Last week, Microsoft gathered experts from academia, civil society, policy making and more to discuss one of the most important topics in tech at the moment: responsible AI (RAI).

Microsoft’s Data Science and Law Forum in Brussels was the setting for the discussion, which focused on rules for effective governance of AI.

Whilst AI governance and regulation may not be everyone’s cup of tea, the event covered an array of subjects where this has become a red hot issue, such as the militarization of AI, liability rules in AI systems, facial recognition technology and the future of quantum computing and more.

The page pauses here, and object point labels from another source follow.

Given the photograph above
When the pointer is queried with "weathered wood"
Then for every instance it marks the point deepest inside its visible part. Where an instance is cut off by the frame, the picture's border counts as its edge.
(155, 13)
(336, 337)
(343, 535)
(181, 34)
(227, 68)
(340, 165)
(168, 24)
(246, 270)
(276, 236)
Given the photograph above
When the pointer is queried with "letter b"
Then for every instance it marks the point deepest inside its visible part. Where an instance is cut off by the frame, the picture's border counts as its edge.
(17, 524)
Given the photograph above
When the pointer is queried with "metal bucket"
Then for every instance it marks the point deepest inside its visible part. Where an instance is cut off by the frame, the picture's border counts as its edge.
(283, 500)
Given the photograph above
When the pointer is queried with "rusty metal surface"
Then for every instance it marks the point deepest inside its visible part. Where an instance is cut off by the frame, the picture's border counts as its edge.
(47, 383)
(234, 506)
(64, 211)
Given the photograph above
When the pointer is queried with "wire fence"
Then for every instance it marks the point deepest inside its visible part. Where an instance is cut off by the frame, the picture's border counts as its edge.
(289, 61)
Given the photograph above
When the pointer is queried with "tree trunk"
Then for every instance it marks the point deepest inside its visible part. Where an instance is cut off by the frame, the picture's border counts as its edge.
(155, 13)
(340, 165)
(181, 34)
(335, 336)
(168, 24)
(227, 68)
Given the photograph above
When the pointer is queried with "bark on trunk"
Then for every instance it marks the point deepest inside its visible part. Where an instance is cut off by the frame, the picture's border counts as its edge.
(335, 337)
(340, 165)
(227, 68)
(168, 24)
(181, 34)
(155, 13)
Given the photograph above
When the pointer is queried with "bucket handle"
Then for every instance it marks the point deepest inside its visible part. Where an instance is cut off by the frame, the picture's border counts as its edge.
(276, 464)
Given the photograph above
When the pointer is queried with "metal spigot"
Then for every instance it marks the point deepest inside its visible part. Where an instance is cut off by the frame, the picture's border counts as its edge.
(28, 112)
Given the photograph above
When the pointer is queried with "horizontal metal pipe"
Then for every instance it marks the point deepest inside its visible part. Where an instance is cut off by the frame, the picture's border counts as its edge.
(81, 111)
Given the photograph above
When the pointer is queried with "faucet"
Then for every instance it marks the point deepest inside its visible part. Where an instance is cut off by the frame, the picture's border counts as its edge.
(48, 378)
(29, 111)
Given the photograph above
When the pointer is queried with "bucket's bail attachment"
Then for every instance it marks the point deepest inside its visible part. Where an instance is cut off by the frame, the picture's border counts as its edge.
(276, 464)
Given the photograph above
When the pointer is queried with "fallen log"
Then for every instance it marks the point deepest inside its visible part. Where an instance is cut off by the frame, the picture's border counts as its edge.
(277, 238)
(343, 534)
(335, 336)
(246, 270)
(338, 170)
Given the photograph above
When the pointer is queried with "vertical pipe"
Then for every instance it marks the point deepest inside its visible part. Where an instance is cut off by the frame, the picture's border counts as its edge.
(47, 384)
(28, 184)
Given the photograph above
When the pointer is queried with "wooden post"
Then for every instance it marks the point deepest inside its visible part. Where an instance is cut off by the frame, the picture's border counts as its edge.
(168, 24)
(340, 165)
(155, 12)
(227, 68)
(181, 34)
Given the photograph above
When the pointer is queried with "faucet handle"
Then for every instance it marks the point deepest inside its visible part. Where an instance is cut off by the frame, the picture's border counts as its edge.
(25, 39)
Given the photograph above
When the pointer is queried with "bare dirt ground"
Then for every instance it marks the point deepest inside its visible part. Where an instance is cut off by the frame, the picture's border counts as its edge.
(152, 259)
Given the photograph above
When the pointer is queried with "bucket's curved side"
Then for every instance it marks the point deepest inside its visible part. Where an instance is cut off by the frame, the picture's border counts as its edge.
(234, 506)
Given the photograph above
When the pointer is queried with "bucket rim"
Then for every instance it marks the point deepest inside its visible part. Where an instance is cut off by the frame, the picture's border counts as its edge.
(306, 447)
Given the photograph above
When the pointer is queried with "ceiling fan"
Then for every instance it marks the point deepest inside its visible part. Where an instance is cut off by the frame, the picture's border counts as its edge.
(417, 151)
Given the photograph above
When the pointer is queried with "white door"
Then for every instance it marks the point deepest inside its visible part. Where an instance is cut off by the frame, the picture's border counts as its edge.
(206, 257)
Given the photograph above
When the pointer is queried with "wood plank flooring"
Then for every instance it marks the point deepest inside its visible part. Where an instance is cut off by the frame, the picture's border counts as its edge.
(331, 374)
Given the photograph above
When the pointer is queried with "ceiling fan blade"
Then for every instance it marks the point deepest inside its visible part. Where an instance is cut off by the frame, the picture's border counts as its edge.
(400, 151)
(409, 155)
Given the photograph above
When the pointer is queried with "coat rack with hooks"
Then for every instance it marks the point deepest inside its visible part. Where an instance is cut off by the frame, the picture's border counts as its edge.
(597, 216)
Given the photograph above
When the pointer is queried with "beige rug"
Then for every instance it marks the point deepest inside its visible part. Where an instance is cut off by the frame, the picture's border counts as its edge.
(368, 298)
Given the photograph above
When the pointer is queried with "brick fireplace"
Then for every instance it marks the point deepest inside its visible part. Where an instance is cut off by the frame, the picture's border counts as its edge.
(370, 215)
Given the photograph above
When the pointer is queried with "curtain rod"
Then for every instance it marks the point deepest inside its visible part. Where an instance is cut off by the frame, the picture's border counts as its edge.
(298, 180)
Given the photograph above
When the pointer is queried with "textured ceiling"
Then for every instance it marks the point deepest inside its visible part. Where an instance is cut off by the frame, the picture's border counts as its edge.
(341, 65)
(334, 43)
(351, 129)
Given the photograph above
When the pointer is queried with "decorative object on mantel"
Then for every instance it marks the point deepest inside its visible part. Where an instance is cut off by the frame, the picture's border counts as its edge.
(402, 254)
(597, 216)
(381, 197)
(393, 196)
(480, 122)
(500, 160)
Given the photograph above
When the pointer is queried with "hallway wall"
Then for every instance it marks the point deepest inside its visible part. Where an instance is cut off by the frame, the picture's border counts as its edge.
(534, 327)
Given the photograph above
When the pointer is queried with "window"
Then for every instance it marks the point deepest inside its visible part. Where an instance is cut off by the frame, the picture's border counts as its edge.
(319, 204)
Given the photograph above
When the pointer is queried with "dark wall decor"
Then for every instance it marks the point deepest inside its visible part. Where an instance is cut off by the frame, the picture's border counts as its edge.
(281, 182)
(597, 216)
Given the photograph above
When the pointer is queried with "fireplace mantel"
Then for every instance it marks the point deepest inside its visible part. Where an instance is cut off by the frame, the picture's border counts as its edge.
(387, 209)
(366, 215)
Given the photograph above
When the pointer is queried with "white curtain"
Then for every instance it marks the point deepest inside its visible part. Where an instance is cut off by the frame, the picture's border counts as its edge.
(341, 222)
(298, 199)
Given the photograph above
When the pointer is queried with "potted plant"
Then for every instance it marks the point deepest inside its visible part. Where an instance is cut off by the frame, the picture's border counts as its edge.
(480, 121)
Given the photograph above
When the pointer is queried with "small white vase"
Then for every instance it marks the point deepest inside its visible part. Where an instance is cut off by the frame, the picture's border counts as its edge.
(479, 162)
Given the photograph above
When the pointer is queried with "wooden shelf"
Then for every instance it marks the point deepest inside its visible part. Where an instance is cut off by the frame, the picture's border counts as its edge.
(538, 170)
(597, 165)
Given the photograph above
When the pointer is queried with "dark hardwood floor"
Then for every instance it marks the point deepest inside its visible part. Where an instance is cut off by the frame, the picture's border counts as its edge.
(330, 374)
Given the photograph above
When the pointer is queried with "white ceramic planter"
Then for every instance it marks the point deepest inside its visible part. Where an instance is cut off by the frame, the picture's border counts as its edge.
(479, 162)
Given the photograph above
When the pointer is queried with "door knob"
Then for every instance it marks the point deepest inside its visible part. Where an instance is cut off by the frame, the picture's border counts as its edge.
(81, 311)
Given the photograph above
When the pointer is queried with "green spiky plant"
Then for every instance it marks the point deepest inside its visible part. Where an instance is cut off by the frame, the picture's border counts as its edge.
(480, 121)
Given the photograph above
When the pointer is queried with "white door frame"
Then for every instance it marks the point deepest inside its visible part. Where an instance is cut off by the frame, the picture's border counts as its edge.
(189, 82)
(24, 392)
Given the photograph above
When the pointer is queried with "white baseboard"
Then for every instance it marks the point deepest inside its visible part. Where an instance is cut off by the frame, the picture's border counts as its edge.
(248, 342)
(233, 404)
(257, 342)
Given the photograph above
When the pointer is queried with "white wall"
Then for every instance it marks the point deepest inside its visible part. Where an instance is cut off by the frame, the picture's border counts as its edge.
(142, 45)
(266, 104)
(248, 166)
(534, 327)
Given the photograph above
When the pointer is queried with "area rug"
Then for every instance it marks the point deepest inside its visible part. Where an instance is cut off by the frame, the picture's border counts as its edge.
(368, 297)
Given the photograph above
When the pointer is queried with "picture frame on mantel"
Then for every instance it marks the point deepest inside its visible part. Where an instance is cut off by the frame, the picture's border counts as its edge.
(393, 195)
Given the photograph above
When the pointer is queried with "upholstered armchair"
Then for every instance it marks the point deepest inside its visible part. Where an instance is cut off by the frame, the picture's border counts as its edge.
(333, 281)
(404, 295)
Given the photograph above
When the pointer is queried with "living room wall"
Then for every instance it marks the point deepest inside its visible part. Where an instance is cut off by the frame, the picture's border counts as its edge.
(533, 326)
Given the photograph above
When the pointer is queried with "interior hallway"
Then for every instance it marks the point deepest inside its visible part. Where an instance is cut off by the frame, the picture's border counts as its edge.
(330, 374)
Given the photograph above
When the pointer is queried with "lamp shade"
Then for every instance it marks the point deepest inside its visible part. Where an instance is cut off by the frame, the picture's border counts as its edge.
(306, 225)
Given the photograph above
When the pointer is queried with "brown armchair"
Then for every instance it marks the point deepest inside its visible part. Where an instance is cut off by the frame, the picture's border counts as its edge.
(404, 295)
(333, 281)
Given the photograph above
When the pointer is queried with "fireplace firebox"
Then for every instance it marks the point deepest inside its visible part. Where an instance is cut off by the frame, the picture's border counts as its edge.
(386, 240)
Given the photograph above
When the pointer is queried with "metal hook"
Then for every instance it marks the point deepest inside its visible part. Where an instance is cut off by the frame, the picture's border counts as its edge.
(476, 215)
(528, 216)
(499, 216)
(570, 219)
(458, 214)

The event also gave Microsoft an opportunity to showcase its strategy around this important area.

A few highlights are worth sharing, so let’s dig a bit deeper into what Microsoft is doing in RAI, why it’s important and what it means for the market moving forward.

Responsible AI Is Now a Priority

Responsible AI is a combination of principles, practices and tools that enable businesses to deploy AI technologies in their organizations in an ethical, transparent, secure and accountable manner.

The subject has been getting a lot of attention for several reasons.

First, we are seeing more high-profile examples of biased algorithms, autonomous vehicle accidents and privacy-violating facial recognition systems which are increasing the public's awareness of the dangerous unintended consequences of AI.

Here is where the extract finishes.